Now, like the Wildcats, the Cyclones will await their bowl fate.
Iowa State jumped out to a 7-0 lead after lightning delayed the kickoff 90 minutes. Barnett threw a pass that wobbled so much it looked as if the ball was deflating, but Darius Darks managed to get the inside position on cornerback Nigel Malone and hauled in the 30-yard catch.
The Wildcats only needed 15 seconds to answer.
Klein dropped back and floated a pass on a deep post route to Tramaine Thompson, one of the fastest players on the team. He caught it with his fingertips just past the outstretched hands of defensive back Ter'Ran Benton and raced the rest of the way untouched for the 68-yard touchdown, the longest play from scrimmage for Kansas State this season.
Iowa State regained the lead moments later when Woody plunged in from a yard out, but Zach Guyer's extra point was blocked by Raphael Guidry, his fourth blocked kick of the season.
Anthony Cantele kicked a 37-yard field goal for the Wildcats to get within 13-10.
Kansas State took over at its own 38 just before halftime, and Klein mixed in a couple of option keepers along with a pair of 14-yard completions to Hubert. He took the second of them down to the goal line, and Klein's TD sneak gave Kansas State a 17-13 lead at the break.
Guidry's second big play, this time an interception off a tipped ball, gave Kansas State prime field position early in the third quarter, and Cantele's 47-yard field goal made it 20-13.
"We had one turnover -- they didn't have any," Woody said. "If you look at the stat sheet ... it's like looking at a reflecting pool. One side or the other, it's almost identical: rushing yards, passing yards, total yards, first downs, everything is identical. If there are two more evenly matched teams in the country, I'd like to see them."

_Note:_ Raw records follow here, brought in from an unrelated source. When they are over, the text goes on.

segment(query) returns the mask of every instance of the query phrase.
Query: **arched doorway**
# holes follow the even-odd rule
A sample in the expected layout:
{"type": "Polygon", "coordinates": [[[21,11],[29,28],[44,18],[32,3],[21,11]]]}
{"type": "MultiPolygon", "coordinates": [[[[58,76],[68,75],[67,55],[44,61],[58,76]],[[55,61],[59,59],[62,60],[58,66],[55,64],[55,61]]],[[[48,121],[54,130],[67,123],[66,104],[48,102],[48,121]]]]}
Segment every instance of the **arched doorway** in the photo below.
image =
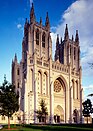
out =
{"type": "Polygon", "coordinates": [[[74,123],[78,123],[78,116],[79,116],[78,110],[75,109],[73,111],[73,120],[74,120],[74,123]]]}
{"type": "Polygon", "coordinates": [[[63,76],[54,81],[54,122],[66,122],[66,80],[63,76]]]}
{"type": "Polygon", "coordinates": [[[64,122],[64,110],[60,105],[58,105],[54,110],[54,122],[55,123],[64,122]]]}

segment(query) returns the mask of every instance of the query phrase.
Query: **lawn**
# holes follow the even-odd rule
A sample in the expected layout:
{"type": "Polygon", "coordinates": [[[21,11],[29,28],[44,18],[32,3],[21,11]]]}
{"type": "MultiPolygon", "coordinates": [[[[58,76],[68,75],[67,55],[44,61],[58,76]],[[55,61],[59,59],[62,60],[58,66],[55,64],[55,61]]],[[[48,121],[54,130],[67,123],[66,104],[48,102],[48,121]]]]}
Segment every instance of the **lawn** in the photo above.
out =
{"type": "Polygon", "coordinates": [[[1,131],[93,131],[93,125],[24,125],[11,126],[10,130],[5,126],[1,131]]]}

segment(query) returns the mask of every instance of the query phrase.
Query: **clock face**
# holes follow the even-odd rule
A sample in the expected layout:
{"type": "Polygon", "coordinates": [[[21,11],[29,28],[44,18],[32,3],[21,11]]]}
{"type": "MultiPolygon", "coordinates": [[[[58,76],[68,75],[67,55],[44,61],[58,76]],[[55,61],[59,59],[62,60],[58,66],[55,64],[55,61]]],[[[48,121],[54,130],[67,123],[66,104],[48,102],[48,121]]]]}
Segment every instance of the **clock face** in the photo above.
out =
{"type": "Polygon", "coordinates": [[[55,92],[60,92],[61,91],[61,83],[59,80],[55,80],[54,82],[54,91],[55,92]]]}

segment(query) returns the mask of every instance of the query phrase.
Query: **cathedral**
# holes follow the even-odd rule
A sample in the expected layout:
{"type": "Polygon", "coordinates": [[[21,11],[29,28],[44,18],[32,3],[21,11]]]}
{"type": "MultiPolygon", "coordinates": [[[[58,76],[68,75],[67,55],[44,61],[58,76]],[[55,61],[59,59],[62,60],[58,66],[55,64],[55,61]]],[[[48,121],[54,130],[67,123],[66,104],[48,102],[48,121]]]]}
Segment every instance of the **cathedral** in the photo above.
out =
{"type": "Polygon", "coordinates": [[[22,40],[22,59],[12,61],[12,83],[19,92],[20,111],[25,123],[39,123],[36,110],[43,99],[48,109],[47,123],[80,123],[82,120],[82,69],[79,35],[56,38],[54,60],[50,21],[36,22],[34,5],[26,19],[22,40]]]}

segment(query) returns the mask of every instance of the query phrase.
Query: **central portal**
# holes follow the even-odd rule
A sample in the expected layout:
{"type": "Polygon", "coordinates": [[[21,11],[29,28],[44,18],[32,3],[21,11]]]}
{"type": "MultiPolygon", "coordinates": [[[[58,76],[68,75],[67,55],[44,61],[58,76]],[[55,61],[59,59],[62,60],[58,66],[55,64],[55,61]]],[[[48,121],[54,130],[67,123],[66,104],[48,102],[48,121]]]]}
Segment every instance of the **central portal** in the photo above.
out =
{"type": "Polygon", "coordinates": [[[54,122],[63,123],[65,120],[65,84],[59,77],[54,81],[54,122]]]}

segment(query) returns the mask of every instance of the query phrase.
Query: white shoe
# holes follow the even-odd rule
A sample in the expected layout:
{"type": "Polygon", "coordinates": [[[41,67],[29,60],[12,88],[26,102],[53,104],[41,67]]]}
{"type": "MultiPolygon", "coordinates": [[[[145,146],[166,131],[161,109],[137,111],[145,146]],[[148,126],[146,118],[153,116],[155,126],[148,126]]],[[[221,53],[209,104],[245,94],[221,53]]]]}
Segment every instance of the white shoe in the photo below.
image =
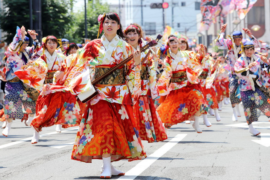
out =
{"type": "Polygon", "coordinates": [[[35,129],[34,130],[34,134],[33,139],[31,140],[31,144],[36,144],[38,142],[39,140],[39,132],[38,132],[35,129]]]}
{"type": "Polygon", "coordinates": [[[103,172],[100,177],[100,179],[110,179],[112,177],[112,168],[111,167],[111,157],[108,158],[102,157],[103,165],[101,168],[103,172]]]}
{"type": "Polygon", "coordinates": [[[2,134],[3,136],[4,136],[6,137],[8,137],[8,134],[9,133],[9,131],[11,128],[11,124],[12,122],[7,122],[7,125],[6,127],[4,129],[3,131],[2,131],[2,134]]]}
{"type": "Polygon", "coordinates": [[[214,116],[215,113],[214,112],[214,110],[212,109],[212,108],[210,108],[209,110],[209,112],[208,112],[209,113],[209,114],[210,114],[210,115],[211,116],[214,116]]]}
{"type": "Polygon", "coordinates": [[[237,114],[236,112],[236,108],[234,107],[232,108],[232,121],[238,121],[238,119],[237,118],[237,114]]]}
{"type": "Polygon", "coordinates": [[[7,126],[7,121],[4,121],[4,124],[3,124],[3,125],[2,125],[2,128],[4,128],[6,127],[6,126],[7,126]]]}
{"type": "Polygon", "coordinates": [[[253,128],[252,124],[248,125],[248,130],[253,136],[258,136],[261,133],[260,131],[253,128]]]}
{"type": "Polygon", "coordinates": [[[236,107],[236,112],[237,112],[237,116],[238,117],[241,117],[241,113],[240,113],[240,111],[239,110],[239,105],[236,104],[235,106],[236,107]]]}
{"type": "Polygon", "coordinates": [[[26,124],[28,126],[29,126],[31,123],[32,121],[34,119],[35,116],[34,116],[34,117],[31,117],[29,115],[28,116],[28,119],[27,119],[27,121],[26,121],[26,124]]]}
{"type": "Polygon", "coordinates": [[[56,127],[55,128],[55,130],[58,133],[61,132],[61,128],[62,128],[62,124],[56,124],[56,127]]]}
{"type": "MultiPolygon", "coordinates": [[[[125,173],[123,171],[119,171],[116,169],[114,167],[112,163],[111,163],[111,169],[112,170],[112,176],[124,176],[125,175],[125,173]]],[[[103,168],[103,165],[101,167],[101,170],[100,170],[100,173],[102,173],[103,172],[104,169],[103,168]]]]}
{"type": "Polygon", "coordinates": [[[198,133],[201,133],[202,132],[202,129],[200,128],[200,125],[199,124],[199,117],[198,116],[195,116],[195,120],[192,124],[192,127],[195,129],[195,131],[198,133]]]}
{"type": "Polygon", "coordinates": [[[216,120],[217,121],[220,121],[221,120],[220,116],[219,116],[219,114],[218,114],[218,110],[214,110],[215,112],[215,116],[216,117],[216,120]]]}
{"type": "Polygon", "coordinates": [[[206,114],[203,114],[202,118],[203,118],[203,124],[207,127],[210,127],[212,125],[211,123],[208,121],[207,118],[207,115],[206,114]]]}

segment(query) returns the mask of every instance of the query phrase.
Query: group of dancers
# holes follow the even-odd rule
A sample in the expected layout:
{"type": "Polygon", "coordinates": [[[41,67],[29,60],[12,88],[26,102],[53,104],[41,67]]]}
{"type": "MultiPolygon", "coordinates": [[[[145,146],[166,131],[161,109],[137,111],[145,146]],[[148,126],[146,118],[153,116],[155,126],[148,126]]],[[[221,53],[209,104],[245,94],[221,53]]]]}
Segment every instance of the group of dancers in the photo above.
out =
{"type": "Polygon", "coordinates": [[[185,121],[194,121],[195,130],[201,133],[199,117],[207,127],[212,125],[208,112],[220,121],[223,103],[230,101],[235,121],[242,100],[254,135],[260,133],[252,124],[259,110],[270,117],[269,62],[248,29],[244,30],[249,39],[239,31],[225,39],[223,25],[216,45],[228,54],[213,57],[203,45],[193,51],[186,40],[173,35],[145,51],[147,42],[139,25],[123,30],[113,12],[100,15],[98,21],[98,38],[104,34],[80,47],[52,35],[40,43],[34,30],[28,30],[34,44],[29,47],[25,28],[17,27],[0,71],[6,81],[3,135],[9,135],[16,119],[27,120],[33,129],[32,144],[38,142],[43,127],[56,124],[61,132],[78,126],[71,159],[102,159],[100,177],[109,178],[124,174],[111,162],[146,157],[142,140],[164,141],[167,129],[185,121]],[[93,90],[97,95],[86,103],[78,98],[93,90]]]}

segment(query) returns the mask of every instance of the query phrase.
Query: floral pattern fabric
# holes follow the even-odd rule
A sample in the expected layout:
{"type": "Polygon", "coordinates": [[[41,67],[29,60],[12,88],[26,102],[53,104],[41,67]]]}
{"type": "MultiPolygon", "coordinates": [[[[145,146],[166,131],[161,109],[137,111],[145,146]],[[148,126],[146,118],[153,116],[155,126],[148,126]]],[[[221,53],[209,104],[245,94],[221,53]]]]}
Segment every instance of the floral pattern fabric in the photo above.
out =
{"type": "Polygon", "coordinates": [[[5,86],[4,108],[6,119],[21,119],[25,112],[28,114],[36,112],[36,102],[24,91],[22,83],[8,82],[5,86]]]}
{"type": "MultiPolygon", "coordinates": [[[[89,76],[91,66],[88,64],[92,67],[115,65],[127,58],[133,51],[131,46],[118,36],[110,42],[104,34],[101,39],[90,41],[78,50],[77,53],[66,58],[61,69],[64,72],[64,82],[62,85],[57,84],[54,78],[55,85],[50,89],[69,92],[74,95],[89,90],[92,88],[89,76]]],[[[125,84],[96,86],[98,94],[91,100],[91,104],[102,100],[120,104],[135,104],[141,92],[140,68],[140,65],[135,66],[133,61],[130,61],[125,66],[125,84]]]]}
{"type": "Polygon", "coordinates": [[[146,157],[131,105],[102,100],[88,103],[75,140],[71,159],[86,163],[111,154],[111,161],[146,157]]]}

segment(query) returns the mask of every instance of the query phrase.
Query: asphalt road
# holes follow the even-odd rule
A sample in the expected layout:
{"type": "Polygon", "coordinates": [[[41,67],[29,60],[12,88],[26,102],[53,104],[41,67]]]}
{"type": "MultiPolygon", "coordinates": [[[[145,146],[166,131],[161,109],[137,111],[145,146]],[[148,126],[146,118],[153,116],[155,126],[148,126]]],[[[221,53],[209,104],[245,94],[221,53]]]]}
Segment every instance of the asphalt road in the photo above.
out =
{"type": "MultiPolygon", "coordinates": [[[[130,176],[111,179],[270,179],[270,122],[261,116],[254,126],[259,127],[262,135],[252,136],[241,110],[242,117],[233,122],[230,105],[224,106],[220,112],[221,121],[208,116],[212,126],[207,127],[201,122],[201,134],[196,133],[192,124],[182,123],[168,131],[165,141],[144,141],[148,158],[113,163],[130,176]]],[[[59,133],[55,127],[43,128],[40,134],[45,136],[32,145],[31,138],[27,138],[33,130],[14,121],[10,135],[0,136],[0,179],[99,179],[101,160],[85,163],[70,159],[76,128],[62,129],[59,133]]]]}

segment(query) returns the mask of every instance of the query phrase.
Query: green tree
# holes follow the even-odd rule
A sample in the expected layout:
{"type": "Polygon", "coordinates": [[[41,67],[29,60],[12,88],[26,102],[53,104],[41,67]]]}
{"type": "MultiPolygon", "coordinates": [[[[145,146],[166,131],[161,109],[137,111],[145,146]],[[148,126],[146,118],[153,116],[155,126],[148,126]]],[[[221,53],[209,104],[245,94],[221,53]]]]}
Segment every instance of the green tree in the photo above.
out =
{"type": "MultiPolygon", "coordinates": [[[[70,42],[81,43],[84,42],[85,34],[84,8],[84,5],[82,6],[79,12],[73,14],[72,24],[70,26],[67,34],[64,35],[70,42]]],[[[86,11],[88,38],[91,39],[97,38],[99,27],[98,17],[104,12],[109,11],[109,6],[106,4],[102,4],[99,0],[88,1],[86,11]]]]}
{"type": "MultiPolygon", "coordinates": [[[[29,0],[3,0],[3,10],[0,14],[0,27],[6,35],[5,40],[12,40],[16,27],[29,28],[29,0]]],[[[72,0],[42,0],[41,18],[43,36],[53,34],[60,38],[71,24],[72,0]]],[[[33,18],[36,17],[33,16],[33,18]]]]}

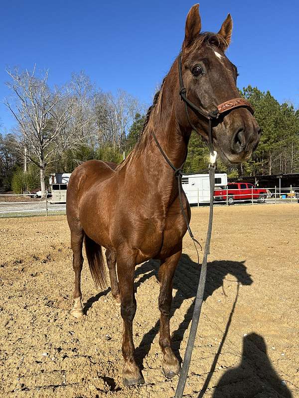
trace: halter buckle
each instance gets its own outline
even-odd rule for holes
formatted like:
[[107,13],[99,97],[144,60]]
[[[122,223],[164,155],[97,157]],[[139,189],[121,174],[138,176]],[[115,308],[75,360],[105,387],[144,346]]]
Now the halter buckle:
[[217,152],[215,150],[213,150],[212,152],[210,153],[210,166],[214,166],[216,158]]

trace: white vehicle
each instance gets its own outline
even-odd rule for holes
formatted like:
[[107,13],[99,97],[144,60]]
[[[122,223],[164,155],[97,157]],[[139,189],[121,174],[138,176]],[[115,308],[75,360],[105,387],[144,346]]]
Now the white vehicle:
[[52,197],[50,203],[66,203],[66,189],[70,173],[56,173],[51,174],[49,180]]
[[[215,175],[215,187],[227,185],[227,174]],[[210,180],[208,174],[189,174],[182,177],[182,186],[190,204],[209,203]]]

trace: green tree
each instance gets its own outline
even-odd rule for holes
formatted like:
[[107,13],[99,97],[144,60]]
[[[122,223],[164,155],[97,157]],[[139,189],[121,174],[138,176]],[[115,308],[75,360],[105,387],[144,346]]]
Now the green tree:
[[139,113],[135,114],[126,140],[126,147],[128,152],[132,151],[141,135],[146,117],[146,115],[142,115]]

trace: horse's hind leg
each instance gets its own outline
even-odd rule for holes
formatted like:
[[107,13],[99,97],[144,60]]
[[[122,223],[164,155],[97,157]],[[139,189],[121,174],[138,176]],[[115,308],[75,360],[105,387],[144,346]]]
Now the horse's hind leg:
[[121,314],[124,320],[122,351],[125,360],[123,371],[125,386],[143,384],[144,379],[134,359],[133,323],[136,312],[134,294],[134,271],[136,257],[130,250],[117,253],[117,274],[122,302]]
[[159,270],[159,309],[160,311],[159,343],[164,354],[162,368],[165,376],[168,379],[178,374],[180,371],[179,363],[171,347],[169,313],[172,301],[173,275],[181,252],[181,248],[177,253],[161,261]]
[[83,315],[81,302],[81,273],[83,265],[82,247],[84,232],[82,228],[71,230],[71,245],[73,250],[73,268],[75,272],[75,290],[74,291],[74,306],[71,314],[75,318]]
[[107,249],[105,252],[107,265],[109,270],[110,282],[111,283],[111,293],[113,298],[117,302],[121,302],[121,294],[116,276],[116,252]]

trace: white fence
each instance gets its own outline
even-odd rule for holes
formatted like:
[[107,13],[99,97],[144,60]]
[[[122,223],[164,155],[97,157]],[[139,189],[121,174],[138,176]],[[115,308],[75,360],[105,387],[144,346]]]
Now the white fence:
[[[56,203],[54,206],[49,206],[48,192],[46,191],[45,198],[44,199],[37,200],[21,200],[22,198],[28,198],[33,197],[33,194],[23,194],[14,195],[11,194],[0,195],[0,218],[5,216],[22,216],[29,215],[30,213],[40,214],[41,215],[50,215],[53,214],[59,214],[61,211],[65,211],[65,205],[61,206]],[[9,200],[11,197],[20,198],[20,201],[14,201]],[[4,201],[4,198],[8,199],[8,201]]]
[[[266,192],[257,194],[257,190],[266,191]],[[247,188],[244,189],[231,189],[227,186],[224,189],[219,189],[215,187],[215,193],[214,196],[214,203],[226,204],[227,206],[234,203],[251,202],[252,204],[257,203],[298,203],[299,201],[299,187],[291,187],[279,189],[277,187],[271,188]],[[209,189],[201,188],[194,190],[187,190],[189,195],[193,198],[197,198],[197,206],[200,204],[206,204],[209,202],[203,201],[200,198],[209,196]],[[192,204],[196,204],[194,202]]]
[[[214,196],[214,202],[216,204],[224,204],[227,206],[230,204],[249,203],[254,204],[257,203],[299,203],[299,187],[292,187],[292,186],[287,188],[280,188],[276,187],[273,188],[261,188],[266,190],[267,193],[257,195],[255,193],[255,189],[246,189],[244,190],[231,190],[228,187],[224,189],[220,190],[218,188],[215,189],[215,191],[218,194],[222,192],[222,198],[219,198],[219,195]],[[207,192],[203,193],[203,190],[200,189],[188,190],[188,192],[192,191],[196,195],[197,199],[197,206],[200,204],[207,204],[199,200],[203,195],[209,195],[209,190],[204,190]],[[263,196],[263,198],[261,197]],[[24,201],[3,201],[2,198],[9,198],[13,197],[27,197],[30,195],[28,194],[23,195],[0,195],[0,218],[5,216],[24,216],[29,215],[30,213],[40,214],[41,215],[50,215],[61,213],[65,212],[65,205],[62,203],[55,203],[49,206],[49,199],[46,195],[45,199],[40,200],[30,200]],[[193,196],[194,197],[194,196]],[[193,203],[196,204],[196,203]],[[32,206],[33,204],[34,205]],[[6,209],[7,207],[7,209]]]

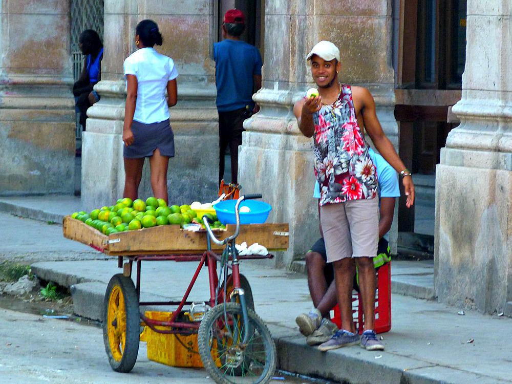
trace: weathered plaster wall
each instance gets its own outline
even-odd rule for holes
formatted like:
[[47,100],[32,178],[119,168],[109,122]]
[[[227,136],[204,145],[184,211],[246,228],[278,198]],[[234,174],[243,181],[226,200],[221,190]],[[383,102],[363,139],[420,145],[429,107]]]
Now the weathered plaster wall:
[[462,98],[453,108],[461,124],[449,135],[436,169],[435,249],[440,300],[482,312],[508,310],[509,314],[511,14],[510,0],[468,1]]
[[69,3],[0,3],[0,195],[73,193]]
[[[167,174],[169,202],[210,201],[217,195],[218,134],[214,77],[210,59],[213,10],[210,2],[105,2],[103,76],[96,86],[101,100],[88,111],[90,118],[82,151],[82,200],[101,205],[122,194],[124,174],[122,141],[125,83],[123,61],[135,50],[137,24],[151,18],[164,37],[160,53],[173,57],[178,78],[178,104],[170,110],[176,157]],[[105,155],[97,156],[104,146]],[[146,161],[139,196],[153,195]],[[101,183],[98,183],[98,172]]]
[[[348,1],[343,7],[312,0],[266,3],[263,87],[254,96],[261,110],[244,124],[239,173],[245,190],[262,192],[272,205],[270,221],[290,223],[290,247],[277,258],[279,265],[303,255],[319,237],[312,141],[301,134],[292,111],[313,85],[305,58],[317,41],[338,47],[340,80],[370,89],[385,131],[397,146],[390,12],[386,0]],[[396,227],[391,235],[395,244]]]

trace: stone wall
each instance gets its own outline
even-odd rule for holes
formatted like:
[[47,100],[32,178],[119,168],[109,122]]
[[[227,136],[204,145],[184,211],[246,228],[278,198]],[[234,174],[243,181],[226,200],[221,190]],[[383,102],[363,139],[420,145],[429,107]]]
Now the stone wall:
[[[82,200],[86,207],[102,205],[122,194],[126,96],[122,65],[135,50],[135,27],[145,18],[158,24],[164,44],[155,48],[174,59],[179,73],[178,102],[170,110],[176,154],[169,162],[169,202],[211,201],[217,196],[218,134],[215,65],[210,59],[210,3],[105,0],[105,58],[102,80],[95,87],[102,98],[88,111],[82,144]],[[146,163],[139,189],[144,198],[153,195]]]
[[[391,8],[387,0],[267,2],[263,87],[254,99],[261,110],[247,120],[240,150],[239,180],[247,193],[272,204],[270,221],[290,223],[290,248],[277,258],[288,266],[319,236],[312,141],[298,130],[294,102],[314,84],[305,57],[320,40],[342,52],[340,80],[369,88],[385,132],[397,146],[391,67]],[[396,244],[396,220],[392,244]]]
[[0,4],[0,195],[72,194],[69,2]]
[[439,300],[509,315],[511,12],[510,0],[468,1],[462,98],[453,110],[461,124],[449,135],[436,169],[435,236]]

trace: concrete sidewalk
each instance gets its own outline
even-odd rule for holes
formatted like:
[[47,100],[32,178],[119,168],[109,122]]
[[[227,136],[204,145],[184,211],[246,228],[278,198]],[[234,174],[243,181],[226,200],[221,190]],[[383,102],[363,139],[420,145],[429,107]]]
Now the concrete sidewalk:
[[[79,208],[76,198],[0,199],[0,210],[46,221],[57,220],[45,215],[61,217]],[[9,221],[9,225],[0,254],[7,254],[18,246],[32,247],[34,252],[29,260],[41,260],[34,258],[39,248],[60,250],[57,258],[49,254],[43,260],[61,261],[33,263],[33,272],[70,287],[76,311],[98,318],[106,284],[113,274],[121,272],[117,259],[64,239],[57,225],[16,218]],[[28,231],[40,233],[37,241],[16,236]],[[46,244],[41,244],[45,241]],[[6,246],[8,249],[4,249]],[[87,257],[77,257],[82,250]],[[67,252],[73,257],[68,258]],[[143,263],[142,299],[177,298],[193,274],[194,264]],[[261,262],[244,261],[241,267],[251,284],[256,311],[276,341],[281,369],[347,383],[512,383],[512,352],[506,341],[512,319],[470,311],[458,315],[459,309],[397,294],[411,293],[411,287],[431,286],[432,269],[429,262],[392,262],[393,327],[383,335],[386,351],[370,352],[355,346],[322,353],[306,345],[294,322],[297,314],[311,307],[305,275],[267,268]],[[204,300],[206,278],[203,270],[191,300]],[[415,285],[418,282],[420,284]]]

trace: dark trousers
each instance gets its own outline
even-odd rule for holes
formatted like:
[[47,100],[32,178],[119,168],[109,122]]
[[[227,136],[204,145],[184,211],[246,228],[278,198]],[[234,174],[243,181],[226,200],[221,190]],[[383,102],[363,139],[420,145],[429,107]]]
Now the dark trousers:
[[229,146],[231,182],[238,183],[238,146],[242,144],[244,120],[250,116],[246,108],[219,112],[219,184],[224,178],[224,156]]

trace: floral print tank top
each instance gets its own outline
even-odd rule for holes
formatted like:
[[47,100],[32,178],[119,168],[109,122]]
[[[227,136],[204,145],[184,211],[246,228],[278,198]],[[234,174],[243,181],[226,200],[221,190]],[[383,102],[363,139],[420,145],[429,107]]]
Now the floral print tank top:
[[350,86],[313,115],[314,171],[320,205],[377,196],[377,172],[357,122]]

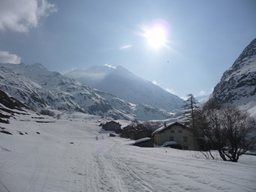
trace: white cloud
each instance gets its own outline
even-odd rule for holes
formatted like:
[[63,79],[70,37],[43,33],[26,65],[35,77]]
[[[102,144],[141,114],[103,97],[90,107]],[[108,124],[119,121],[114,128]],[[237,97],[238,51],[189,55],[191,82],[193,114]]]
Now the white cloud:
[[103,66],[108,66],[109,68],[114,68],[116,69],[116,67],[115,66],[112,66],[112,64],[105,64]]
[[166,90],[169,93],[170,93],[171,94],[177,95],[177,93],[175,92],[174,92],[174,91],[173,89],[166,88],[165,89],[165,90]]
[[28,32],[37,27],[39,20],[57,12],[54,4],[47,0],[1,0],[0,6],[0,30],[9,29]]
[[199,96],[205,96],[205,94],[206,94],[206,92],[204,91],[201,90],[201,91],[199,93]]
[[21,58],[16,55],[9,53],[8,51],[0,51],[0,63],[19,64],[21,63]]

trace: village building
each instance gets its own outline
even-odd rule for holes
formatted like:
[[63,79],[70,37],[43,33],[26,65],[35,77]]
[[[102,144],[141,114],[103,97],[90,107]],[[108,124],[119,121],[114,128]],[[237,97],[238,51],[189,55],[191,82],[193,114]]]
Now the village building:
[[151,138],[147,137],[135,141],[133,145],[140,147],[154,147],[154,143]]
[[142,126],[128,126],[123,128],[123,136],[131,139],[138,140],[148,137],[148,131]]
[[156,130],[153,135],[154,143],[162,145],[167,141],[175,141],[181,146],[181,149],[197,149],[196,139],[188,127],[178,122],[171,123]]
[[106,122],[102,125],[102,128],[106,130],[112,130],[117,133],[122,133],[123,130],[121,129],[122,125],[119,122],[116,123],[114,121]]

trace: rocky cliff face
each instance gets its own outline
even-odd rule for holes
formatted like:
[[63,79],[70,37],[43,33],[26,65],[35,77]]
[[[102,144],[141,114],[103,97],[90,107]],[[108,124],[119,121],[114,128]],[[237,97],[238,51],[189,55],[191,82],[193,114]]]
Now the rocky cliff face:
[[209,99],[233,103],[256,116],[256,38],[223,74]]

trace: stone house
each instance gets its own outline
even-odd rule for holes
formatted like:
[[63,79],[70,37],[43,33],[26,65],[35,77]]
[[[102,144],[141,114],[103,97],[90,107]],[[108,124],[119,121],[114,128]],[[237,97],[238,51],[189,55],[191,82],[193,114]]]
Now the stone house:
[[102,125],[102,128],[106,130],[112,130],[117,133],[122,133],[123,130],[121,129],[122,125],[119,122],[116,123],[114,121],[109,122],[106,122],[105,124]]
[[162,145],[167,141],[175,141],[185,150],[197,150],[197,139],[188,127],[178,122],[171,123],[156,130],[153,133],[154,143]]
[[128,126],[124,128],[123,136],[131,139],[138,140],[148,136],[148,130],[142,127]]

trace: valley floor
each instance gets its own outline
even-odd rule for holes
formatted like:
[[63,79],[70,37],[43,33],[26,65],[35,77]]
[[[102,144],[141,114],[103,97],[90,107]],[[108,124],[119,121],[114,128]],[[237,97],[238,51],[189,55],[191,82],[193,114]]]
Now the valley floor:
[[55,121],[0,125],[13,134],[0,132],[0,192],[256,191],[256,156],[208,160],[109,137],[96,116]]

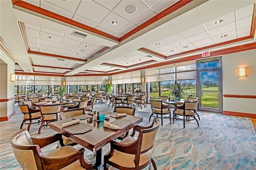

Perhaps that's why Iowa State seemed to always have an answer.
The Cyclones responded to Cantele's field goal by going 64 yards in 12 plays, converting three third downs, and Woody's rumbling 13-yard scamper allowed them to draw even late in the third quarter.
Kansas State squandered a chance to take a touchdown lead, failing to score in three tries from the 3-yard line before Cantele knocked through his third field goal of the game. The Cyclones matched it when they converted a pair of fourth downs and Guyer made good on a 43-yarder with 6:12 left.
The Cyclones finally ran out of answers, though, and they still haven't beaten the Wildcats in Manhattan since 2004 -- the last time they had a winning season.
"We play the same way -- hard, physical, and we play with a chip on our shoulder because no one respects us," Woody said. "K-State was only favored in four games and they won, 10 wins. We were favored in two and we won six, so we're two tremendously similar teams, and that showed."